Suppose at each awakening, we offer Beauty the following wager: she'd lose $1.50 if heads but win $1 if tails. She is asked for a decision on that wager at every awakening, but we only accept her last decision. Thus, if tails we'll accept her Tuesday decision (but won't tell her it's Tuesday). If her credence of heads is 1/3 at each awakening, then she should take the bet. If her credence of heads is 1/2 at each awakening, she shouldn't take the bet. If we repeat the experiment many times, she'd be expected to lose money if she accepts the bet every time.
The problem with the logic that leads to the 1/3 solution is it counts twice under tails, but the question was about her credence at an awakening (interview).
ETA (5/10/2010 10:18PM ET)
Suppose this experiment were repeated 1,000 times. We would expect to get 500 heads and 500 tails. So Beauty would be awoken 500 times after heads on Monday, 500 times after tails on Monday, and 500 times after tails on Tuesday. In other words, only in a third of the cases would heads precede her awakening. So the right answer for her to give is 1/3.
Another way to look at it: the denominator is not a sum of mutually exclusive events.

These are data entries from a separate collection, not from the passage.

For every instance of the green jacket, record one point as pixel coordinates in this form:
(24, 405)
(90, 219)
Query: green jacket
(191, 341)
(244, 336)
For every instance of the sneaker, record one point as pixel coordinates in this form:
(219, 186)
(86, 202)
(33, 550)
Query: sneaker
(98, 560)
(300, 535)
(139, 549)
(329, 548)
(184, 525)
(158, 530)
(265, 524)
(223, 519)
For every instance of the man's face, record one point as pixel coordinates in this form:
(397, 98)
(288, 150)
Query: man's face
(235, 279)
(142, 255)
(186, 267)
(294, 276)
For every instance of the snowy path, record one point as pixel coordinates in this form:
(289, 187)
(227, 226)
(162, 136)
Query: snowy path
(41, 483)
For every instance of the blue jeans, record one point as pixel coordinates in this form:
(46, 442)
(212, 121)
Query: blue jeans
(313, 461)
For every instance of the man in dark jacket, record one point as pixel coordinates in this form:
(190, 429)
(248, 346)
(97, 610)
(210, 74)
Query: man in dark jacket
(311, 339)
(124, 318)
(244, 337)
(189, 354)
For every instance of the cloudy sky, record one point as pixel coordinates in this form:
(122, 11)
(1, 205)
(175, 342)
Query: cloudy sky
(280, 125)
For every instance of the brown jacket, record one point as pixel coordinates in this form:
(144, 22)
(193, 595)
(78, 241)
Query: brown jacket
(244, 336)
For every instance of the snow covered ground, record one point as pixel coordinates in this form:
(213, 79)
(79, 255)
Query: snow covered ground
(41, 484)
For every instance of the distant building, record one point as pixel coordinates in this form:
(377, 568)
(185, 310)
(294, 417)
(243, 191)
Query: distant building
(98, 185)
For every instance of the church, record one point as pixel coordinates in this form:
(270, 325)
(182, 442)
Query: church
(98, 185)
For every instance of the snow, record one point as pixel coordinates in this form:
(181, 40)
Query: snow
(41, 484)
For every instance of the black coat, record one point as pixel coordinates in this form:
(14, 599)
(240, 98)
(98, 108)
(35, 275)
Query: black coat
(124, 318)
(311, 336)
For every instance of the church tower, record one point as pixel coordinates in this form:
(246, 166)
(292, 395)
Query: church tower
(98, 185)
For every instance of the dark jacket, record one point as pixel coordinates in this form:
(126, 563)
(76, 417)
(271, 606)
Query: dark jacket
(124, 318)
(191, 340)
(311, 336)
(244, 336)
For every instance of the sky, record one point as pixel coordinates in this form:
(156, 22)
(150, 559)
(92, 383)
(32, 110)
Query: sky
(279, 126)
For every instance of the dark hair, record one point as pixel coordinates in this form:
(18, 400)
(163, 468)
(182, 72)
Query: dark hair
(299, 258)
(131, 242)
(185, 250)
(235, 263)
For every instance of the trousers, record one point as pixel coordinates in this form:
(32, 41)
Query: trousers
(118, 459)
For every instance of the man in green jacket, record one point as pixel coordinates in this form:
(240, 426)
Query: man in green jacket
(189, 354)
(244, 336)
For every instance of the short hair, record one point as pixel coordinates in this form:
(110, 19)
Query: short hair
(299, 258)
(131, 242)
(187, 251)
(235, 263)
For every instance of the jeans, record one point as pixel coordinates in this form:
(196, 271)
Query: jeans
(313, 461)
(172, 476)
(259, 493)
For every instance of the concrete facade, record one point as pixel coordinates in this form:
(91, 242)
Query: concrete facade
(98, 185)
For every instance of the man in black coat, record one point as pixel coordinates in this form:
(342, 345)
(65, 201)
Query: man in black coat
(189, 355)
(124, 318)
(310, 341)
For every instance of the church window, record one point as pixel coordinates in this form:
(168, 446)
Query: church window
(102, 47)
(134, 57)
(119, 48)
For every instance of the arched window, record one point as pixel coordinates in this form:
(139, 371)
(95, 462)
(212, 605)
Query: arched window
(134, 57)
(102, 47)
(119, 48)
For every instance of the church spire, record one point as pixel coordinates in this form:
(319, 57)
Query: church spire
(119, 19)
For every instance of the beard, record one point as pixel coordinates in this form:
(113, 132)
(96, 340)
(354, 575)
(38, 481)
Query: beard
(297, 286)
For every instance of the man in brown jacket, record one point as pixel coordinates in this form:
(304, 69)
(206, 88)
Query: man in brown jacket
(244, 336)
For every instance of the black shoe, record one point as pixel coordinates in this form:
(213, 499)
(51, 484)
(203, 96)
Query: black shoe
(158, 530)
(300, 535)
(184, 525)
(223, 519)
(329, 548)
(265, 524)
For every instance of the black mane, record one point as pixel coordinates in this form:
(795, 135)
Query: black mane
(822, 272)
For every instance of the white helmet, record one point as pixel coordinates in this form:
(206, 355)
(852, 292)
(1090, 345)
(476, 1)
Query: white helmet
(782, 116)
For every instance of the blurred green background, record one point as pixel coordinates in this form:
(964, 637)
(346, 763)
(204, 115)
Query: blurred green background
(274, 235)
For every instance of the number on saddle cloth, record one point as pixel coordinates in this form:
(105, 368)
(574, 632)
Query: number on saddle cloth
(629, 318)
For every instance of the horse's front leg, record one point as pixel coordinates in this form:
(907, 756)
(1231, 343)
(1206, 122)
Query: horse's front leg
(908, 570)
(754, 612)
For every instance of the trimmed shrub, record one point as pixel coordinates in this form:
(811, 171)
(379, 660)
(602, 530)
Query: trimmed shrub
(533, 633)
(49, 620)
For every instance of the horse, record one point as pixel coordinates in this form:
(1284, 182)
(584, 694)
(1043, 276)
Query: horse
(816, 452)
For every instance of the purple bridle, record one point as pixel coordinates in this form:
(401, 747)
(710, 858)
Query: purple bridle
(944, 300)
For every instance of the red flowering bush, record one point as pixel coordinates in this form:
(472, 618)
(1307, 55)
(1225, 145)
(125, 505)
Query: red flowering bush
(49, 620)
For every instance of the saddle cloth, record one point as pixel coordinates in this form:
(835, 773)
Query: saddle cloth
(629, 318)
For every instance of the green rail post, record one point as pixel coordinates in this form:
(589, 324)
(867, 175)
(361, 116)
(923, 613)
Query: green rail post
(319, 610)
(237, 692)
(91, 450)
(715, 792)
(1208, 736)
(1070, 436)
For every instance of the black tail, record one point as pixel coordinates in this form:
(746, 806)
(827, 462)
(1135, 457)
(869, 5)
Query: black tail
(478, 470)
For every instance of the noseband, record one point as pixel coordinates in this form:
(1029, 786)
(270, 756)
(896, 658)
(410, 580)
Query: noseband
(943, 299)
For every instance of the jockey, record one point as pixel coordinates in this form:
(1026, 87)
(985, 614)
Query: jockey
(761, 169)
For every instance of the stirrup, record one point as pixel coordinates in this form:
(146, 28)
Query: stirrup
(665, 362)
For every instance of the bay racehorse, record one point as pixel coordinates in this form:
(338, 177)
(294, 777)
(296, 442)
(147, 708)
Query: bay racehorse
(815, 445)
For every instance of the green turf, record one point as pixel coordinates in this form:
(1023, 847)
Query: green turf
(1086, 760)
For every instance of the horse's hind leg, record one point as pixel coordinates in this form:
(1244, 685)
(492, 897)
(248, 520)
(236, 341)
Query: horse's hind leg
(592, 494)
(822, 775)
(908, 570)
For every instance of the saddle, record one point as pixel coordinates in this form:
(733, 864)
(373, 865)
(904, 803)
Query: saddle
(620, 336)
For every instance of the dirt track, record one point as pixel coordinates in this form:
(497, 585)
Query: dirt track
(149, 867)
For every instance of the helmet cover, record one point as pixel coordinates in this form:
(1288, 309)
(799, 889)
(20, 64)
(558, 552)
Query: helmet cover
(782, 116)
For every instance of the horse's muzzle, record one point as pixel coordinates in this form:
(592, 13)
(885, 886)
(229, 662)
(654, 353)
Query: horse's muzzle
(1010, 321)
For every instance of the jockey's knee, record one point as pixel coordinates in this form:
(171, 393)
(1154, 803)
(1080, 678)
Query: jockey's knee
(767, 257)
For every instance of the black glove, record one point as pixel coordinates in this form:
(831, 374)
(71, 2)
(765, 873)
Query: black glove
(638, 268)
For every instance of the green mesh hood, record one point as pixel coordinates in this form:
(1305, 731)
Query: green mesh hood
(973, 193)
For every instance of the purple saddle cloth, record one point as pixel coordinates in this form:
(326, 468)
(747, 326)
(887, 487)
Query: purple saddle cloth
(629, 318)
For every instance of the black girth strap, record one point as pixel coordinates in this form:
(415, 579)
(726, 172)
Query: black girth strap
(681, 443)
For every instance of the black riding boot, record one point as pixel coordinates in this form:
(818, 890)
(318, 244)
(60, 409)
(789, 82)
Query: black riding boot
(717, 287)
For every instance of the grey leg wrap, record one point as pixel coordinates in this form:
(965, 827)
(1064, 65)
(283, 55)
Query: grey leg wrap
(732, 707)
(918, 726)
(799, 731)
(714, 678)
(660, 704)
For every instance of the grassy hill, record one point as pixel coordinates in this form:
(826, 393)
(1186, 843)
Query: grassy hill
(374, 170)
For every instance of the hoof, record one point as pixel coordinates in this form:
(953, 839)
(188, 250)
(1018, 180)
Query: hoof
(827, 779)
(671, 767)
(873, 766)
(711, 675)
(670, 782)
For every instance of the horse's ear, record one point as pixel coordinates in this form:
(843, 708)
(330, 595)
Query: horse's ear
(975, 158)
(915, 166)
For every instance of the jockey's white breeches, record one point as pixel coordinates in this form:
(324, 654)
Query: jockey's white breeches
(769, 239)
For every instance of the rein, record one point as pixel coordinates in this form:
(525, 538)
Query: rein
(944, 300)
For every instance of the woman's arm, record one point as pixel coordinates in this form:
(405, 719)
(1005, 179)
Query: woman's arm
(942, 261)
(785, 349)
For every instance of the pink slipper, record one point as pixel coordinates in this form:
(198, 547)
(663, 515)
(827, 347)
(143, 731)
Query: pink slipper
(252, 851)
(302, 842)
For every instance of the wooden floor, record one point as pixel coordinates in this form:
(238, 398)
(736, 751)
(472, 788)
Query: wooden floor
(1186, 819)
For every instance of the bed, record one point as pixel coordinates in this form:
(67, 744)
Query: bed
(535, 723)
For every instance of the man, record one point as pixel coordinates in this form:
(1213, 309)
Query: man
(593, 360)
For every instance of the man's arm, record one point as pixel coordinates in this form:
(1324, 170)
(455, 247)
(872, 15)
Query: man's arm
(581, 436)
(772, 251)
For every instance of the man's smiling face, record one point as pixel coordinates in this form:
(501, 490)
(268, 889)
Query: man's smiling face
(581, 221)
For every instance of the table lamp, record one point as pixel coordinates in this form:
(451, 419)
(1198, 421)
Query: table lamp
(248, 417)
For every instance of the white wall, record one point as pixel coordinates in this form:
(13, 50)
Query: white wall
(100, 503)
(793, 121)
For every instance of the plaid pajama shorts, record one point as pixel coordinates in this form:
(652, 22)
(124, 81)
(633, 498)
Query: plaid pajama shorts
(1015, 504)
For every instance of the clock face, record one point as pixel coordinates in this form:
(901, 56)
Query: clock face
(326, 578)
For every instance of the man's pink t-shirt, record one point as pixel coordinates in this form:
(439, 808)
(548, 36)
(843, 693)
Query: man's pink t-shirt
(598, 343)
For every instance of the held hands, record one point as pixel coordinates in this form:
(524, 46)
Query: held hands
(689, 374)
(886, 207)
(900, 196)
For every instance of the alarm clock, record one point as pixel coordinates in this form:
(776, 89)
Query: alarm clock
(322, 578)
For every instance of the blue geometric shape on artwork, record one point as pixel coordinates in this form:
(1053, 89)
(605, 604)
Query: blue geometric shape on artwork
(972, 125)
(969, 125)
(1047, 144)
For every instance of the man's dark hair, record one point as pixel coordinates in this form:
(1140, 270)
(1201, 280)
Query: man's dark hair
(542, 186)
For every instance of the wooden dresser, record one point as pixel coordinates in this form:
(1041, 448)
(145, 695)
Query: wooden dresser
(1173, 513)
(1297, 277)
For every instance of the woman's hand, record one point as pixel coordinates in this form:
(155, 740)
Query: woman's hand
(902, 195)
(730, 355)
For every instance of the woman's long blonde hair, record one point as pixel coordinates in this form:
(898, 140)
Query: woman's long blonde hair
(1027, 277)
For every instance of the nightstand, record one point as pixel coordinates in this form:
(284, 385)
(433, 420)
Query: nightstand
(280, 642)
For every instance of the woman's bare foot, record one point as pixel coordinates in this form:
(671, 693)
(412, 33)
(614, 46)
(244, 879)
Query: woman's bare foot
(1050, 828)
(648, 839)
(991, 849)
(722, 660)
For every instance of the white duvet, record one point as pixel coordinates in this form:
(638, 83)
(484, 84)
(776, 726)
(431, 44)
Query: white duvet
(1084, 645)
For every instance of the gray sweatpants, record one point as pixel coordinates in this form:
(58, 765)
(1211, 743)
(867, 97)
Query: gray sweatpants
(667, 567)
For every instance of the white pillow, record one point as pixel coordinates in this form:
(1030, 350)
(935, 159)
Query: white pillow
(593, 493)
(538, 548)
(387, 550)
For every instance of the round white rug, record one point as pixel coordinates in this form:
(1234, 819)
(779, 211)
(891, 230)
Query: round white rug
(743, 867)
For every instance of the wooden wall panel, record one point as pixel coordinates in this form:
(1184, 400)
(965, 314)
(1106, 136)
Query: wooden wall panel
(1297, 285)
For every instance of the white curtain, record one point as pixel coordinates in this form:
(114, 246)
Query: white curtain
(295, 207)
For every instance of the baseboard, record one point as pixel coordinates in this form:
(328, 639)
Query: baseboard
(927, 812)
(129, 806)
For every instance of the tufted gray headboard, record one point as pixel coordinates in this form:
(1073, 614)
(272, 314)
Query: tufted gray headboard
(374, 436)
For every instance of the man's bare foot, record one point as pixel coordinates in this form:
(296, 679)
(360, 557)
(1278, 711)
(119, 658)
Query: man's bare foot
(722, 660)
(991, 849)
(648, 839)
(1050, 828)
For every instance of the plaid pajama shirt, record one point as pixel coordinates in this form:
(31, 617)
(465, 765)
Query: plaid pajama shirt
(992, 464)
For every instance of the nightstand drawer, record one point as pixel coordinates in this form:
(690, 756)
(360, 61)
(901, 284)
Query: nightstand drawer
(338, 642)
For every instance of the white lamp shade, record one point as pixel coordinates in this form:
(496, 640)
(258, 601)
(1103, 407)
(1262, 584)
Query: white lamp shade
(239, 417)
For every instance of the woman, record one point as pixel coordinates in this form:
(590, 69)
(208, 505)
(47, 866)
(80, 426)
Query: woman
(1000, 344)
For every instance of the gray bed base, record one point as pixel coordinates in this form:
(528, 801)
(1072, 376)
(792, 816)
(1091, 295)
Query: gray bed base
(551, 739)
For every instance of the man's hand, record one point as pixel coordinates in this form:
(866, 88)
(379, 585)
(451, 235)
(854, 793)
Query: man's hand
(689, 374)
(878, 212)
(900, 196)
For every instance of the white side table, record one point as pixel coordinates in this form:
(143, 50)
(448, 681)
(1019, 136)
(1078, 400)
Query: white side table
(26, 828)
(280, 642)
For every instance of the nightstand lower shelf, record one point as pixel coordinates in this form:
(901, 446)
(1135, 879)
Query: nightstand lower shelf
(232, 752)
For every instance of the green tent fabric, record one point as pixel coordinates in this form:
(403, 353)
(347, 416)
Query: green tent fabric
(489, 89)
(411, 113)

Typically we use counts to estimate probabilities as follows: the numerator is the number of times the event of interest occurred, and the denominator is the number of times that event could have occurred.
For example, suppose Y can take values 1, 2 or 3 and follows a multinomial distribution with probabilities p1, p2 and p3=1-p1-p2, respectively. If we generate n values of Y, we could estimate p1 by taking the ratio of #{Y=1}/(#{Y=1}+#{Y=2}+#{Y=3}). As n goes to infinity, the ratio will converge to p1. Notice the events in the denominator are mutually exclusive and exhaustive. The denominator is determined by n.
The thirder solution to the Sleeping Beauty problem has as its denominator sums of events that are not mutually exclusive. The denominator is not determined by n. For example, if we repeat it 1000 times, and we get 400 heads, our denominator would be 400+600+600=1600 (even though it was not possible to get 1600 heads!). If we instead got 550 heads, our denominator would be 550+450+450=1450. Our denominator is outcome dependent, where here the outcome is the occurrence of heads. What does this ratio converge to as n goes to infinity? I surely don't know. But I do know it's not the posterior probability of heads.